Les historiens s'entendent pour dire qu'Henri VI n'était tout simplement pas l'homme de la situation en ces temps de guerre. Mystique, souvent malade, on dit qu'il était faible et inefficace, mais surtout mal entouré. Paraît-il que la corruption régnait dans sa cour... C'est drôle, ça nous fait penser à un certain Gérald Tremblay... «On y a pensé nous aussi! admet Jean Asselin. Vous verrez, il y a des enveloppes brunes dans le show...»

L'intérêt de Jean Asselin était de créer une seule histoire à partir des trois drames historiques de Shakespeare. «Mais je voulais traduire le texte dans nos mots à nous, insiste-t-il. Dans une langue vernaculaire qui était celle de mes parents. Ce n'était pas du joual. J'aime dire que c'est équidistant de Rabelais, qui inventait la langue française et de Louis-Ferdinand Céline, qui a changé la sensibilité contemporaine de la littérature.»
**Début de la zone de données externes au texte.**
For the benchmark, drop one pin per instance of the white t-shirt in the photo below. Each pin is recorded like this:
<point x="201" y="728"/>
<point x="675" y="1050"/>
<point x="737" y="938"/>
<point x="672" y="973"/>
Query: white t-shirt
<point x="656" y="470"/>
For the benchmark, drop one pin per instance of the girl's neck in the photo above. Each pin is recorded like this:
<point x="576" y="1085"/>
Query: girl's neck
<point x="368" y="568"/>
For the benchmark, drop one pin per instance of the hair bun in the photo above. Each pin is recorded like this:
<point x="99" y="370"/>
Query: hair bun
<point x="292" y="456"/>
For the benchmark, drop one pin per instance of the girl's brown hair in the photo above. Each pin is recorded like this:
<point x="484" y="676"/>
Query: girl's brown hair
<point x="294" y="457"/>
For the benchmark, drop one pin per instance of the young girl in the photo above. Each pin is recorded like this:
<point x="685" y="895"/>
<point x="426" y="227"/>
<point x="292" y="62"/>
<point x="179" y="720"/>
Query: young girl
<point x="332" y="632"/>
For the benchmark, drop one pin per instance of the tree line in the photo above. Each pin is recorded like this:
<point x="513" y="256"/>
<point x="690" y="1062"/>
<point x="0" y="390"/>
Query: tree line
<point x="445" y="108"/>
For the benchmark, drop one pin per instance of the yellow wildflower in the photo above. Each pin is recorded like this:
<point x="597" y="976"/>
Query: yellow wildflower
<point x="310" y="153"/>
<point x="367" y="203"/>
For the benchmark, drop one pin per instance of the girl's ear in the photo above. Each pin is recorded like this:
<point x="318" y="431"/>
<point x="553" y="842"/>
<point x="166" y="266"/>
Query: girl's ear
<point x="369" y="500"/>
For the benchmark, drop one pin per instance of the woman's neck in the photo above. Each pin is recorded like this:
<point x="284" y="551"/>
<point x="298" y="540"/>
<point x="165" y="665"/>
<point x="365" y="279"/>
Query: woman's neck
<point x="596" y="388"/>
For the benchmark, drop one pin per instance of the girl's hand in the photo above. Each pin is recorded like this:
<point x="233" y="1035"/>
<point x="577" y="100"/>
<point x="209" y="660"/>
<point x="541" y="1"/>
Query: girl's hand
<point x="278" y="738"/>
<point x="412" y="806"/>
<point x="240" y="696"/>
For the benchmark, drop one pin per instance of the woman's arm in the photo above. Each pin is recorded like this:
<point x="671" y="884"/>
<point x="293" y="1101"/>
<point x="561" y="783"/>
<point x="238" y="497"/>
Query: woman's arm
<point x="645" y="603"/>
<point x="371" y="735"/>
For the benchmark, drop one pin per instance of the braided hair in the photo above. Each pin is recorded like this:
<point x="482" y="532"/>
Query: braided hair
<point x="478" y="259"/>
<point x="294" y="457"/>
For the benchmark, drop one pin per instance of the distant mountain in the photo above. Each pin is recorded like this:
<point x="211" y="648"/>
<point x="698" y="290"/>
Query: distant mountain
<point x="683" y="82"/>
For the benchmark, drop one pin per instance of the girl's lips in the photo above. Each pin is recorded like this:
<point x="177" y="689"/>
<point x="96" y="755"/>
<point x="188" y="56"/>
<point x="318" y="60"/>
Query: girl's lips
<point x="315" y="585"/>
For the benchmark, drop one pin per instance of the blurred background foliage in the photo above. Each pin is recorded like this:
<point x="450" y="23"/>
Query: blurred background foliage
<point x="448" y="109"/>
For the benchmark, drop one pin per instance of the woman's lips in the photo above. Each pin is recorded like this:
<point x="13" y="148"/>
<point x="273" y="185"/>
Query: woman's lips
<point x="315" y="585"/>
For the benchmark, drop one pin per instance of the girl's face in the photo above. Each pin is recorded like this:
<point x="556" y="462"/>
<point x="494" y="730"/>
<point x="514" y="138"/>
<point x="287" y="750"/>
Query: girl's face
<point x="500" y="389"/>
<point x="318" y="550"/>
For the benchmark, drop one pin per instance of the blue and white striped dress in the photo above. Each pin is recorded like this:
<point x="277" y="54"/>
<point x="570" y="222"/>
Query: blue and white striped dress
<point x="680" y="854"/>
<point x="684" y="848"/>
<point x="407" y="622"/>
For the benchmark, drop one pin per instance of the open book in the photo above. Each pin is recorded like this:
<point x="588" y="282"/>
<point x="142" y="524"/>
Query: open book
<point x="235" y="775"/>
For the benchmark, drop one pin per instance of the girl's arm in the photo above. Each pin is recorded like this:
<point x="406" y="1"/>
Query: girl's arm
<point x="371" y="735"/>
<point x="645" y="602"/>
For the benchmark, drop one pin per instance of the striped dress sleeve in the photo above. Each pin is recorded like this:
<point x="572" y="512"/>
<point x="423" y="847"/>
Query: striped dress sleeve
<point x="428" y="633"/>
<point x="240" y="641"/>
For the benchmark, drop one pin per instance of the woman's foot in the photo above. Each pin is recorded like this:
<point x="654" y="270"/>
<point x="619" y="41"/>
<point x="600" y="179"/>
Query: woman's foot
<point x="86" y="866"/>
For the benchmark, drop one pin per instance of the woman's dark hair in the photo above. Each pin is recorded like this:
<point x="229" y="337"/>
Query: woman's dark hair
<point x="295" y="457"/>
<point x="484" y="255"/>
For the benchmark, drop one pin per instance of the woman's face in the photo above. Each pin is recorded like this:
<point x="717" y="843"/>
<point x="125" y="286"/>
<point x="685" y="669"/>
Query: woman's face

Dans le rôle d'Henri VI, Paul Ahmarani sera presque spectateur de ces joutes politiques, qui se concluront par sa mise à mort. «Henri VI devient le révélateur de tous ceux qui s'agitent autour de lui, analyse Sylvie Moreau. Sa seule présence de témoin est un outil de plus pour montrer toute la vilenie de son entourage. Parce qu'il fait rarement partie de l'action. C'est ce que je trouve très fort de ce personnage.»

Sans décor

Il faut bien le spécifier, il n'y a aucun décor dans Fatal. «Tout notre budget a servi à embaucher les huit acteurs, prévient Jean Asselin. Il y a simplement seize issues par où les acteurs apparaîtront et disparaîtront, c'est tout.» «La vérité, c'est que ça marche, enchaîne Sylvie Moreau, et qu'il ne manque rien. C'est un beau coup de pied au cul au théâtre à effets, factice et superficiel. Ça révèle l'essence des choses.»

En quoi le spectacle portera-t-il le sceau d'Omnibus? «Comme toutes nos productions, c'est ultracorporel, même si c'est un show bavard, répond Jean Asselin. Il y a une économie, une pureté de mouvements qui est loin de notre attitude quotidienne.» «L'art d'Omnibus est de redonner au corps sa place dans l'espace théâtral, résume Sylvie Moreau. L'idée est d'exprimer tout ce qu'on peut avec notre corps.»

> À l'Espace Libre du 16 avril au 11 mai.